PROJECT SUMMARY/ABSTRACT Ollier disease (OD) and Maffucci syndrome (MS) are untreatable, poorly characterized, newly recognized cancer susceptibility syndromes. Their genetic bases and pathways responsible for the formation and progression of benign and malignant tumors are not known. Our long-term goal is to identify pharmacological approaches to treat bone deformities and malignant transformation in patients with OD and MS and to prevent/treat related non- syndromic forms of cancers associated with these conditions. Our central hypothesis in this application is that OD and MS are distinct under-characterized cancer susceptibility syndromes caused by variants in multiple genes that disrupt the HIF-1 pathway. The rationale for our project is that phenotypic characterization and identification of the genetic causes of OD and MS have the potential to offer a strong scientific framework whereby new pharmacological strategies to cancer therapy in these patients and patients with the non-syndromic forms of the same cancers, such as chondrosarcomas and gliomas, can be developed. The central hypothesis will be tested by pursuing three specific aims: 1) Comprehensively define the phenotypic features of patients with OD and MS; 2) Discover the causative genes and variants of OD and MS in previously uncharacterized cases; 3) Determine the effect of causative variants of OD or MS in the HIF-1 pathway. We will pursue these aims using an innovative combination of genomic and functional techniques applied to a unique set of deeply phenotyped patients. The proposed research is significant because it will: 1) Define the natural history of novel cancer susceptibility syndromes; 2) Establish a unique OD and MS germline and tumor sample collection for research use; 3) Identify the genetic bases of untreatable cancers, and; 4) Determine the role of the HIF-1 pathway in OD and MS. Our expected outcomes are to define the responsible variants and genes that cause benign and malignant tumor formation in OD and MS and to fully elucidate the phenotypic features and natural history of these disorders. Our results will have an important positive impact providing new opportunities for the development of novel pharmacological therapies to treat patients with these diseases as well as those with related non-syndromic forms of cancers such as of chondrosarcomas and gliomas.

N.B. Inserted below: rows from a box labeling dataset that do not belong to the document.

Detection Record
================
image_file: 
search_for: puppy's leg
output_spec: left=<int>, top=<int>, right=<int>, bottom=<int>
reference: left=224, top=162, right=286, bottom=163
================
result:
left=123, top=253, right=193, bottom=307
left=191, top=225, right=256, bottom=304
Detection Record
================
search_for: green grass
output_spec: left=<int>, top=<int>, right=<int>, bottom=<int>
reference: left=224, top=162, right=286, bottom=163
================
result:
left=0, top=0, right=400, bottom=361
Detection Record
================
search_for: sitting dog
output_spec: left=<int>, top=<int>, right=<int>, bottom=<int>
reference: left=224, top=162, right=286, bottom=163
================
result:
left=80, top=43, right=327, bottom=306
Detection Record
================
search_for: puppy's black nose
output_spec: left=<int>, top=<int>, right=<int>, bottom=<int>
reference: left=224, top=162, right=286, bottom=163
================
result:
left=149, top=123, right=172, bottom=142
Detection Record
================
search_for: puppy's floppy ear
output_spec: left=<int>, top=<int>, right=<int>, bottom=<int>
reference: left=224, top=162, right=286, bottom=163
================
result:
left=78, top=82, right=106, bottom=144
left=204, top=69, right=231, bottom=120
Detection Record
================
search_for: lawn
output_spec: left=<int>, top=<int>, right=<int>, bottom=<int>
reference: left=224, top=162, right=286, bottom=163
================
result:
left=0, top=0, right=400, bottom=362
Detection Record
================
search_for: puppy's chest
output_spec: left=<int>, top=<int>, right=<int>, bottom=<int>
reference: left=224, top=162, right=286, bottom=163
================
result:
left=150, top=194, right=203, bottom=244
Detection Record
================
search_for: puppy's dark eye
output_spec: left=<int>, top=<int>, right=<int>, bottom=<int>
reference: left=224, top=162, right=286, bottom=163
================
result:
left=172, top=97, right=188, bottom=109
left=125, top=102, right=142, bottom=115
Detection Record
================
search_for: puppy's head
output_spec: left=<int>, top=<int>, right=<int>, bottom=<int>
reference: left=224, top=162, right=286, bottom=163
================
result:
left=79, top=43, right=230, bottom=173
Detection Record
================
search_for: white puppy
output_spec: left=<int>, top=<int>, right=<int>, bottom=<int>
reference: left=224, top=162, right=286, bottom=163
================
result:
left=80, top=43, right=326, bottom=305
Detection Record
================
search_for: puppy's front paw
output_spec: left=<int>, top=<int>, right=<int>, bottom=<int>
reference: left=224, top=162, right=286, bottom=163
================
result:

项目总结/摘要 Ollier病（OD）和Maffucci综合征（MS）是一种无法治疗的、特征不明确的、新发现的癌症 易感综合征它们的遗传基础和途径负责的形成和发展， 良性和恶性肿瘤尚不清楚。我们的长期目标是确定药理学方法， 治疗OD和MS患者的骨畸形和恶性转化，并预防/治疗相关的非骨关节炎， 与这些病症相关的癌症的综合征形式。我们在本申请中的中心假设是， OD和MS是不同的未充分表征的癌症易感性综合征，由多个基因的变异引起。 破坏HIF-1通路的基因。我们项目的基本原理是， 确定OD和MS的遗传原因有可能提供一个强有力的科学框架 由此，在这些患者和患有非综合征的患者中的癌症治疗的新药理学策略 可能会出现相同形式的癌症，例如软骨肉瘤和神经胶质瘤。核心假设 将通过追求三个具体目标进行测试：1）全面定义患者的表型特征 与OD和MS; 2）发现致病基因和变异的OD和MS在以前未表征的 3）确定OD或MS的致病变体在HIF-1通路中的作用。我们将继续努力， 目的是利用基因组和功能技术的创新组合，应用于一组独特的深入研究。 表型患者。本文的研究意义在于：1）界定小说的自然史 癌症易感综合征; 2）建立独特的OD和MS种系和肿瘤样本收集， 研究用途; 3）确定无法治疗的癌症的遗传基础; 4）确定HIF-1的作用 我们的预期结果是确定导致OD和MS的负责变异和基因。 良性和恶性肿瘤形成的OD和MS，并充分阐明表型特征和自然 这些疾病的历史。我们的成果将产生重要的积极影响，为 开发新的药理学疗法来治疗患有这些疾病的患者以及患有 相关的非综合征形式的癌症，如软骨肉瘤和神经胶质瘤。